REM was the opposite, wasn't it? You'd came up with the instrumentals and have to wait for Michael Stipe to add the melodies and lyrics.
Peter: Well, right. I had to write 20 songs and by the time I'd written 20 songs, I'd have a vague idea of where the record was going to go, even if some of them got rejected. But this is really refreshing - not having a clue. No demos, no rehearsal, no cassette tapes in the mail. It's terrifying in its own way because every day you've got to be as good as you can be. Every day is a brand new song.
Do you prefer that approach?
Peter: Yeah. My theory, that drove everyone in REM crazy, was that your best thought is always the first one, and you should always try to get something down as quick as possible and then just walk away from it.
You've just put together the anniversary edition of REM's Green album and a lot of reviews said the same thing: This was the first album the band ever made knowing that people were paying attention. Does that level of scrutiny change the way you write?
Peter: I think it's good. When I played with REM, I always felt people should hold us to a higher standard than they do a band making a record in three days for $15,000 (£9,500). It was nice to know you were being taken seriously, even if they seriously disliked it.
Gary: I think the best thing you can do is be selfish and write what you want. Which probably wasn't always my mode of thinking. Certainly at the very beginning I wanted to be the biggest band in the world - but it didn't happen for 10 years and we got our asses handed to us many times. That kind of ego gets punched away.
Do you think new bands are being deprived of that opportunity to earn their stripes?
Gary: Now it's a case of be awesome or be gone. You don't get the time to find your feet. I mean, we had so many terrible gigs and it was before camera-phones, so none of them were ever recorded. A band growing up now - even if they're not successful at the beginning, at some point those video things are going to come around like a bad smell.
Peter: We spent three years on the road, playing to a couple of hundred people a night, throwing away songs. No-one knew who we were, it was great experience.
I felt so bad for the Arctic Monkeys - I like them a lot, but their first demo tape was on the cover of a magazine. That can't be good. It puts them right in the spotlight way early. They seem to have handled it pretty well, though.
Gary, I hear you've been writing with One Direction for their next album?

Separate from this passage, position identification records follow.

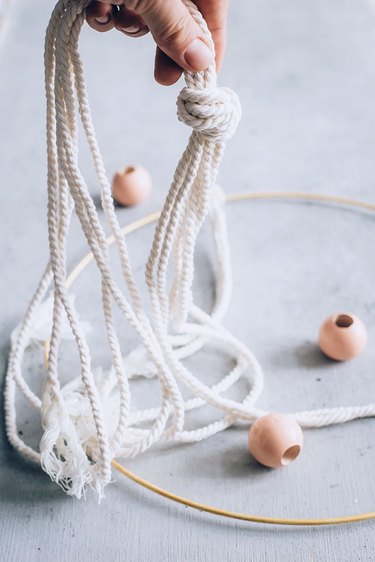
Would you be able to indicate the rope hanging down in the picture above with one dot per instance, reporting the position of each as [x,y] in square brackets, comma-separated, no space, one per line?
[80,439]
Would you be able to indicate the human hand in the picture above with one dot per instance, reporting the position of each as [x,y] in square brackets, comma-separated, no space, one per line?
[180,42]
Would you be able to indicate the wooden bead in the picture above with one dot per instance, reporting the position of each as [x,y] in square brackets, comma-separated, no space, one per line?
[131,186]
[275,440]
[342,336]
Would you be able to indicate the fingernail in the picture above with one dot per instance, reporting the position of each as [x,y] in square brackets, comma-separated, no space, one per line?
[198,55]
[132,29]
[103,19]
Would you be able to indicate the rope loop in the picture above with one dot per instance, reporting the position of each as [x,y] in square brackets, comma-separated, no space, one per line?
[214,112]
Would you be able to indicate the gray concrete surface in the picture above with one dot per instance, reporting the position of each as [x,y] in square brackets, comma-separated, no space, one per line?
[305,72]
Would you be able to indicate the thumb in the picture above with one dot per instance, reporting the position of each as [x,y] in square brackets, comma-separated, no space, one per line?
[174,31]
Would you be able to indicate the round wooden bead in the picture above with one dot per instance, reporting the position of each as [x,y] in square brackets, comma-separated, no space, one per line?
[275,440]
[131,186]
[342,336]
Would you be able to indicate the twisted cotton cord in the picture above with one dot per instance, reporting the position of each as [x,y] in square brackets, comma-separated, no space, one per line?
[79,443]
[114,227]
[60,439]
[89,206]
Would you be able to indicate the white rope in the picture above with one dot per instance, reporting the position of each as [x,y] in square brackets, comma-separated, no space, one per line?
[91,419]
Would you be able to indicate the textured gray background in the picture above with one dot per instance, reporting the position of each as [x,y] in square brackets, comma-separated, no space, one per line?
[305,72]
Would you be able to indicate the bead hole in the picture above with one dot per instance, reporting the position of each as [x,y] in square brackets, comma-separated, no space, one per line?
[290,455]
[344,321]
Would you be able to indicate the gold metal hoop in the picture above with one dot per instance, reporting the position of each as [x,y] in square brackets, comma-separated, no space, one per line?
[286,195]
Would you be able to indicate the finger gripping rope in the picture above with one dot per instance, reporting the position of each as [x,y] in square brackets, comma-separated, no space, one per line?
[213,112]
[92,419]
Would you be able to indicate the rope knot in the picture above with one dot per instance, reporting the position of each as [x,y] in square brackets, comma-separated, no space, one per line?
[213,112]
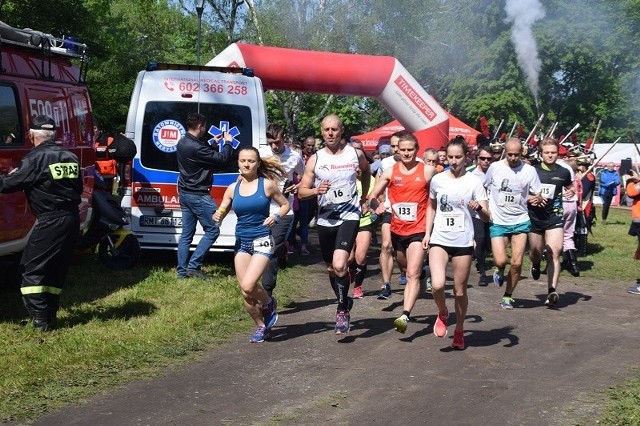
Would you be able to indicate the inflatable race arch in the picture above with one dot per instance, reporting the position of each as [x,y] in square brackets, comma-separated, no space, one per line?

Gary: Writing with Harry. Jacknife [Lee] and I wrote a bunch of songs with him. There might be one on the record, might be two, there might be none.

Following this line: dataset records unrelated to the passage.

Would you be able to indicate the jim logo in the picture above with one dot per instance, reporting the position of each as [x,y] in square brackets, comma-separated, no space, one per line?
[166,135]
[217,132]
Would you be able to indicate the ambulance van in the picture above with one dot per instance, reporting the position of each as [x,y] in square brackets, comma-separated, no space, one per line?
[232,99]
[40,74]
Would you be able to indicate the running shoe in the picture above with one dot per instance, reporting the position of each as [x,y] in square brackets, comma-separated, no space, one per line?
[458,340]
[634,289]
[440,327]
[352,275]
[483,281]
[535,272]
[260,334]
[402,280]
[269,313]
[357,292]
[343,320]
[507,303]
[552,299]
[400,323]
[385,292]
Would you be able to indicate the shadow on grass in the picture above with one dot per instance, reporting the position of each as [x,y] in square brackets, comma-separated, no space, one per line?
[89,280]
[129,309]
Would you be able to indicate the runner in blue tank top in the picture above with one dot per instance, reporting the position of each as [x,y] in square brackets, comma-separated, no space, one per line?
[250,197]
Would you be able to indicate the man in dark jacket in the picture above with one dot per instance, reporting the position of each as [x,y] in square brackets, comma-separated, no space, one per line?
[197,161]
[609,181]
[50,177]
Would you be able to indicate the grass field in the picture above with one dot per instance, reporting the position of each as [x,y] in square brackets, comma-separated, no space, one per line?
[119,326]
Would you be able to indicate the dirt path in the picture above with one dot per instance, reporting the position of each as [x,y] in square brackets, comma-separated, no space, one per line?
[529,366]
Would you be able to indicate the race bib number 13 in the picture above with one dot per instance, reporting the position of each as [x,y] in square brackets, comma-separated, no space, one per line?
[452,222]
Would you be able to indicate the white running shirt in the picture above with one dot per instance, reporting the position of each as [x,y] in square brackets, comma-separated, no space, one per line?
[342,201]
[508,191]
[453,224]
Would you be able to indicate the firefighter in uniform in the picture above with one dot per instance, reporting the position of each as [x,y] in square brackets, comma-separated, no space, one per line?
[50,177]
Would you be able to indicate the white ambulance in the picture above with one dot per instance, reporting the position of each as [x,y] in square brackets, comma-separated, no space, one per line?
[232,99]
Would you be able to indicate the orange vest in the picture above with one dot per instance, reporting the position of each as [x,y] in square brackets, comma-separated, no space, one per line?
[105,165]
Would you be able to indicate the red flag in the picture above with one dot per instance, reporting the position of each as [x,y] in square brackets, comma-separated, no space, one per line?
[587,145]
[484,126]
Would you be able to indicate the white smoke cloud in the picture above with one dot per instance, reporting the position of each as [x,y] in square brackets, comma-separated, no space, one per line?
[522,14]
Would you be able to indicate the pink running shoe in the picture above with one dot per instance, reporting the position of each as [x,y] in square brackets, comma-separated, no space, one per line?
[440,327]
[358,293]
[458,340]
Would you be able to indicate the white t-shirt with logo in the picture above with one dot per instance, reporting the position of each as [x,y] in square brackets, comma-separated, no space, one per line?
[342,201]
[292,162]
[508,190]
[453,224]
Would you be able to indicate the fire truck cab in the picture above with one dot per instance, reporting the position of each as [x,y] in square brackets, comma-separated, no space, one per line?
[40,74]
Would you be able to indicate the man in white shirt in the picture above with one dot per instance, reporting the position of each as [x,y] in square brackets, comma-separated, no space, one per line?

What sort of constraints are there when you write for a pop band?
Gary: None. We just wrote. Harry loves Frightened Rabbit, so his music taste is very varied, it's not just pop. We were pretty much writing whatever we were feeling that day. We did four tracks together and hopefully some of them will see the light of day. He's got a great voice, he's the real deal.
You did one song on Taylor Swift's Red album as well. Is it interesting to dip your toes into those waters?
Gary: Again, working with Taylor was just sitting down with a couple of guitars. She didn't come up with an entourage, there was no management looking over our shoulders. She's very down to earth and there's no starriness to her. I haven't had any pop writing sessions that have put me off pop writing sessions.
Peter, you never sang during your time with REM - but you've got behind the mic for your solo album. What's that been like?
Peter: I'm not very good at it but, do you know what? I'm less nervous singing than I am playing guitar with REM. I mean, how bad can it be? There's been plenty of really bad singers before me - and I can hit the note most of the time.
When I did the record Mike Mills [from REM] was there and he said, 'the kind of thing you're doing, all it really takes is energy and chaos and you're doing that fine'. I took that as a compliment… or maybe not.
Tired Pony's album The Ghost Of The Mountain is out now on Fiction. The band play a one-off show at the Barbican on 14 September.